A primeira etapa será o inquérito entomológico, que busca identificar a presença do flebotomíneo, conhecido popularmente como mosquito-palha e responsável pela transmissão da leishmaniose visceral. Para isso, as equipes da UVZ instalarão armadilhas específicas nos territórios selecionados, permitindo verificar a ocorrência e a distribuição do vetor.
Na sequência, as equipes do Inquérito Canino realizarão a coleta de amostras de sangue de cães, como parte do inquérito sorológico amostral, além do encoleiramento dos animais. A coleira impregnada com inseticida é utilizada como uma das medidas de prevenção e controle da doença, reduzindo o contato dos cães com o flebotomíneo.

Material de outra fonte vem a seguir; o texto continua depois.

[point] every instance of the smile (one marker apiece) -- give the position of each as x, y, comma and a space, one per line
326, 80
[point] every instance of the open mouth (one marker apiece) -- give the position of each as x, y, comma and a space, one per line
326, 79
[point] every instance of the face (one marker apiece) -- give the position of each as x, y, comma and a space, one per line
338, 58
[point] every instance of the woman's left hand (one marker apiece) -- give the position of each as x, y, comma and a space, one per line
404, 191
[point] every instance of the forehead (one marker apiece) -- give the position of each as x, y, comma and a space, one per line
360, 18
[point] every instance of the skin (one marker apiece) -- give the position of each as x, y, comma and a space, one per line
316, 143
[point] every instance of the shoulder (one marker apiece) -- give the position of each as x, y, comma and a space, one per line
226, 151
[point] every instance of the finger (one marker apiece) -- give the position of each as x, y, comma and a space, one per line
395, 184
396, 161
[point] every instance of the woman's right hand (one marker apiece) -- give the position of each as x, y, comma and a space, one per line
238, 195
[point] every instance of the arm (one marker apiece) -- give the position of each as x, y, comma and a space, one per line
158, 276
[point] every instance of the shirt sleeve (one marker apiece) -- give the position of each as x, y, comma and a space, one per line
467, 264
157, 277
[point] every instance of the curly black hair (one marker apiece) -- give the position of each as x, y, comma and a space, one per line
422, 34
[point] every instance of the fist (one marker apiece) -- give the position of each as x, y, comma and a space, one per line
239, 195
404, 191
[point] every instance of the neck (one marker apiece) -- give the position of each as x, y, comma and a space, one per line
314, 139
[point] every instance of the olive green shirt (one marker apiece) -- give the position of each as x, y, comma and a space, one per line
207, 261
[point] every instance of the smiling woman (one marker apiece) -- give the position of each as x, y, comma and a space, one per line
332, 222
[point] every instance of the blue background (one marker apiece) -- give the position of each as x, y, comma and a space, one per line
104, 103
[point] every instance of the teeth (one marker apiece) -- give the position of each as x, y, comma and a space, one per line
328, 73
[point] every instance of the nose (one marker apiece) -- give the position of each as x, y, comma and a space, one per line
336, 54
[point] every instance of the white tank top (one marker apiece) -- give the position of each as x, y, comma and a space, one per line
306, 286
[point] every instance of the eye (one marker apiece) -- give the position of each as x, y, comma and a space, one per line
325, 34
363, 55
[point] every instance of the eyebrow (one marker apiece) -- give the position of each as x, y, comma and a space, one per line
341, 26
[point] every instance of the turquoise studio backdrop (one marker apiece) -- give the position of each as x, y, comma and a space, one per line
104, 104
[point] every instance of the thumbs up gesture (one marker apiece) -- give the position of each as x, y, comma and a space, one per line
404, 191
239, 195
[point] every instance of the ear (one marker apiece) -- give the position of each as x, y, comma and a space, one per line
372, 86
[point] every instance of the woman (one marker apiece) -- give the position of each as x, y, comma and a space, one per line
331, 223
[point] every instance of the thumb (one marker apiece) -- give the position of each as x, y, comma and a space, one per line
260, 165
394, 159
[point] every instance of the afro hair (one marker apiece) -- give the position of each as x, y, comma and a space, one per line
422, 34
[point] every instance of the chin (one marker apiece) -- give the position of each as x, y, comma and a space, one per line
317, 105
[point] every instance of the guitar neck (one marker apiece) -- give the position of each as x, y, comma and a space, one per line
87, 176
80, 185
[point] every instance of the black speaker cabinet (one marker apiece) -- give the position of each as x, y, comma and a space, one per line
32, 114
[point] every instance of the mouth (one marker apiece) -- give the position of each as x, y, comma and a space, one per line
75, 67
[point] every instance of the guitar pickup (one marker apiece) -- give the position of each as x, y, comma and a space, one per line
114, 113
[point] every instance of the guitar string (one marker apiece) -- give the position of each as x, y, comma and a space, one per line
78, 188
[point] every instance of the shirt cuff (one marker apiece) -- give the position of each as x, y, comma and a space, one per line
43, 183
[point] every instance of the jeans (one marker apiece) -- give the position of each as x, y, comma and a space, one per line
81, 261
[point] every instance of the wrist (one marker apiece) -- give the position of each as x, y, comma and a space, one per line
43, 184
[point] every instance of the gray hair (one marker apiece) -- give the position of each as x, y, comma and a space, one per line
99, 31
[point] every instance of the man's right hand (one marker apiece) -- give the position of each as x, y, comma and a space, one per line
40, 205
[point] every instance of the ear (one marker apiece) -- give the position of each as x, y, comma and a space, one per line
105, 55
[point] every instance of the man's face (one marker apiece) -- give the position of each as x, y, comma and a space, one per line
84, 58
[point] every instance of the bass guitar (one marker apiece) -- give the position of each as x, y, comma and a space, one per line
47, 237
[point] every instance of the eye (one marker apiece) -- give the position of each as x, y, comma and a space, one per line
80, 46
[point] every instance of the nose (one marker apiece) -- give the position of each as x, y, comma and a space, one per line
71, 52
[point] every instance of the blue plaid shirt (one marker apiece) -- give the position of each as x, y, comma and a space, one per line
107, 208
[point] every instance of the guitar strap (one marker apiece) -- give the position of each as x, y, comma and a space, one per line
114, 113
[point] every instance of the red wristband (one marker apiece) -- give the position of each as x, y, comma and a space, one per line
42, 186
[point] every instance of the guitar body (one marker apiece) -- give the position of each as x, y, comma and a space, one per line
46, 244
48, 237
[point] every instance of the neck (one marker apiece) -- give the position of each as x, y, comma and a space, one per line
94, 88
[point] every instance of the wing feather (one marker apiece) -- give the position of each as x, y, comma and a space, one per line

Nesta etapa, as ações serão realizadas nas seguintes áreas:
Redinha – risco muito intenso;
Pajuçara – risco muito intenso;
Igapó – risco muito intenso;
Lagoa Azul – risco muito intenso;
Felipe Camarão – risco muito intenso;
Quintas – risco intenso;
Ribeira – risco intenso.
Ao todo, aproximadamente 1.053 cães deverão ser abordados, com meta de encoleiramento de 100% dos animais existentes nas áreas trabalhadas. O município também realizará o inquérito sorológico amostral em aproximadamente 526 cães, o equivalente a 50% da população canina estimada nos territórios contemplados. O levantamento permitirá ampliar as informações sobre a situação epidemiológica da leishmaniose visceral canina e subsidiar o planejamento das ações de vigilância e controle.
As atividades serão realizadas de forma integrada pelas equipes da Unidade de Vigilância de Zoonoses, com participação de profissionais do Inquérito Canino, Entomologia, Educação em Saúde e demais núcleos envolvidos nas diferentes etapas da ação.
Durante as visitas, as equipes também orientarão os tutores sobre o uso adequado da coleira, a importância da avaliação dos animais e os cuidados para reduzir as condições favoráveis à presença do vetor.
A população também pode contribuir para o controle da doença mantendo os ambientes limpos, evitando o acúmulo de matéria orgânica, folhas e restos de alimentos e mantendo os espaços externos bem cuidados. A colaboração dos tutores durante as abordagens das equipes da Vigilância de Zoonoses também é necessária para a realização das ações previstas.